Home Daerah

Pakar Hukum Kritik Uji Beton Oknum LSM di Bojonegoro, Dinilai Keluar dari Koridor Hukum

by Media Rajawali - 19 Maret 2026, 22:40 WIB

  • Redaksi 

BOJONEGORO — Kegiatan uji beton (core drill) yang dilakukan secara mandiri oleh oknum yang mengatasnamakan lembaga swadaya masyarakat (LSM) bersama seorang individu yang mengaku sebagai jurnalis memicu polemik di tengah masyarakat Kabupaten Bojonegoro. Rekaman video aktivitas tersebut yang beredar luas di media sosial menimbulkan pertanyaan serius mengenai batas kewenangan dalam pengawasan proyek konstruksi.

Sejumlah kalangan menilai tindakan tersebut tidak hanya kontroversial, tetapi juga berpotensi menyalahi ketentuan hukum yang berlaku. Pakar hukum asal Bojonegoro, H. Sunaryo Abuma’in, menyampaikan bahwa fungsi kontrol sosial yang dimiliki LSM tidak dapat diartikan sebagai kewenangan untuk melakukan pengujian teknis terhadap infrastruktur.

Peran LSM adalah melakukan pengawasan secara sosial dan advokasi, bukan melakukan tindakan teknis seperti pengujian fisik konstruksi. Core drill merupakan bagian dari proses teknis yang mensyaratkan keahlian, legalitas, serta prosedur yang ketat,” ujarnya, Rabu (18/3/2026).

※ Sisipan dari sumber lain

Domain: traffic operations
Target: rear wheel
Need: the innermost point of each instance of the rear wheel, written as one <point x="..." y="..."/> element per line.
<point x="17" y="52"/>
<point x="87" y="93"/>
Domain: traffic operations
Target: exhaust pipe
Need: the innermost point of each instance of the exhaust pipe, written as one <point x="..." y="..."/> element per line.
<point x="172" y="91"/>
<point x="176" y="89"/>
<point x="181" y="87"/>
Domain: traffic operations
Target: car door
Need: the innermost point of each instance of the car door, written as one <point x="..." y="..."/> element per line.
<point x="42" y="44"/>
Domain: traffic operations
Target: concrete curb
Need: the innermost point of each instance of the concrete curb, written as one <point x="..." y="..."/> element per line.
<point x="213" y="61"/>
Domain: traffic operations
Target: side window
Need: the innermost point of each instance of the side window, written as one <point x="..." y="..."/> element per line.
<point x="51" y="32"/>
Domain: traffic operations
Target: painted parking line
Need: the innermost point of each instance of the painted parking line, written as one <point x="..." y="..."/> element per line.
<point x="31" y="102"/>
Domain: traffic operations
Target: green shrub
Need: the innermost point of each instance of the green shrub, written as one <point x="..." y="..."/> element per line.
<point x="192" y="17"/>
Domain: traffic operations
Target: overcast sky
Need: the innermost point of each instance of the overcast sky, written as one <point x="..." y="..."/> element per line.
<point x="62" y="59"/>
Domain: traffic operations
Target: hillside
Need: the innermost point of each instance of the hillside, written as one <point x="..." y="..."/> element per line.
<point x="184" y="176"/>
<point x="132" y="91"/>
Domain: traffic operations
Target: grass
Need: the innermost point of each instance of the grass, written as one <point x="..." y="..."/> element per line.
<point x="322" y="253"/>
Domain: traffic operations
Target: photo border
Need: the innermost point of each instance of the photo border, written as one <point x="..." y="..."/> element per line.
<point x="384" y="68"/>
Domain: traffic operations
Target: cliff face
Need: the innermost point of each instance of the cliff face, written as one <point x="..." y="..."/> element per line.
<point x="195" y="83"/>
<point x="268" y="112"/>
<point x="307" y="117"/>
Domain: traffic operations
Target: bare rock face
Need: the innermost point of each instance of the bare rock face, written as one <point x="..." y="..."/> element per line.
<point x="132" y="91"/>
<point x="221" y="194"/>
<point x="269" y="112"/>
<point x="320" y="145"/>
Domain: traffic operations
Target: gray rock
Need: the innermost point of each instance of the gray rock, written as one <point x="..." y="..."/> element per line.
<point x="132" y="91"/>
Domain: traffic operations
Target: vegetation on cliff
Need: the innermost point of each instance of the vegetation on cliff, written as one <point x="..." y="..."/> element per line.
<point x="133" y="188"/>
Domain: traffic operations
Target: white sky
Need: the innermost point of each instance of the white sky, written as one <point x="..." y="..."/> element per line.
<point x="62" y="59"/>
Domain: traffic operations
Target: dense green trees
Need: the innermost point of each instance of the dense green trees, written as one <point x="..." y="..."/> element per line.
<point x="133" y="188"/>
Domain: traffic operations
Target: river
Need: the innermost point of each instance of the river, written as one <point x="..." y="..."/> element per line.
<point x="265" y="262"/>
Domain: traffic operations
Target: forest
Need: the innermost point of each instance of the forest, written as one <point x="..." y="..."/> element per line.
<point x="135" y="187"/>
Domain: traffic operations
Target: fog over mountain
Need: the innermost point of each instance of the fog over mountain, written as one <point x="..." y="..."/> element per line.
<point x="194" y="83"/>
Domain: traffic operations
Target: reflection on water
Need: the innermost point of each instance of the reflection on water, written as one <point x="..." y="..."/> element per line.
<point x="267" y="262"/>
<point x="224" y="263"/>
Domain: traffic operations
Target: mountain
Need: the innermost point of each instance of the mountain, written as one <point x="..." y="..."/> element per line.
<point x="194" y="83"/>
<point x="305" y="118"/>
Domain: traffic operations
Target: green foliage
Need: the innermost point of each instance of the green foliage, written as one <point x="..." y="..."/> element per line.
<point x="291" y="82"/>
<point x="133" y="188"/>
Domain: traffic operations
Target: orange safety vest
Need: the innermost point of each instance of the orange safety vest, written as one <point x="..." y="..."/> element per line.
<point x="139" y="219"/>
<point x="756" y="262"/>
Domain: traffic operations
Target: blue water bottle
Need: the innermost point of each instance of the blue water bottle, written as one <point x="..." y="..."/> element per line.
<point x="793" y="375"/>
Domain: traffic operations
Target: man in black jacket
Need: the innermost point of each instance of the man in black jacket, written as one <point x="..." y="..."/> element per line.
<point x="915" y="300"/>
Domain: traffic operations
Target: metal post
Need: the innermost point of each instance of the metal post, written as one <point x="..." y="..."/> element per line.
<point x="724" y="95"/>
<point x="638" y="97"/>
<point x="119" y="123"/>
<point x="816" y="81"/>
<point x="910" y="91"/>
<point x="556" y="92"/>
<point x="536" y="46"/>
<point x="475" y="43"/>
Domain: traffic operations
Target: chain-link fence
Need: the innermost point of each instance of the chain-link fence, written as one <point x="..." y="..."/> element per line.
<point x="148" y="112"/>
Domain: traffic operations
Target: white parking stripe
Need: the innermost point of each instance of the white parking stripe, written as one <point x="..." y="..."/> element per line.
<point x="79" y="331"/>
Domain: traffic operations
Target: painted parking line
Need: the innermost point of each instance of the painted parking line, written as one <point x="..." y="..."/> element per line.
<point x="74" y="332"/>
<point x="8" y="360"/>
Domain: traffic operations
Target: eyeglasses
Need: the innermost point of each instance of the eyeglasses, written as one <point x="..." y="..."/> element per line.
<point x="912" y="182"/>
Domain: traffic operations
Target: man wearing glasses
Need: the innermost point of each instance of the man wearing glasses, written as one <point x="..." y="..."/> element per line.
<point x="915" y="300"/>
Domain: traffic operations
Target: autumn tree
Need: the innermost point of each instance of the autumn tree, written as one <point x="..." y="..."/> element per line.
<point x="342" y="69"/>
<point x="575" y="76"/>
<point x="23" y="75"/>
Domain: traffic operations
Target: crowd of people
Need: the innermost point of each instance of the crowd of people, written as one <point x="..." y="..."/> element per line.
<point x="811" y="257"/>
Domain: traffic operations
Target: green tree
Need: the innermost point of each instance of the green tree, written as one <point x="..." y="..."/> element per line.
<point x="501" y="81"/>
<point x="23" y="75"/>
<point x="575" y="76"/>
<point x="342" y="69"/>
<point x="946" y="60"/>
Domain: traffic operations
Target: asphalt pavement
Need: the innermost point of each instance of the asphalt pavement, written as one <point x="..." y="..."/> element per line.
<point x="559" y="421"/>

Menurutnya, pengujian struktur bangunan, termasuk pengambilan sampel beton, hanya dapat dilakukan oleh lembaga yang memiliki kompetensi profesional, sertifikasi resmi, serta izin yang sah dari pihak berwenang. Proses tersebut juga harus melalui tahapan administratif yang jelas guna menjamin akurasi hasil dan menghindari potensi kerusakan pada aset yang diuji.

Baca juga:

Ia menambahkan, bahkan institusi negara seperti badan pemeriksa maupun aparat pengawas internal pemerintah tidak dapat melakukan pengujian teknis secara langsung tanpa melalui mekanisme formal yang telah ditetapkan. Hal ini menunjukkan bahwa setiap bentuk pengujian terhadap proyek konstruksi berada dalam kerangka regulasi yang ketat.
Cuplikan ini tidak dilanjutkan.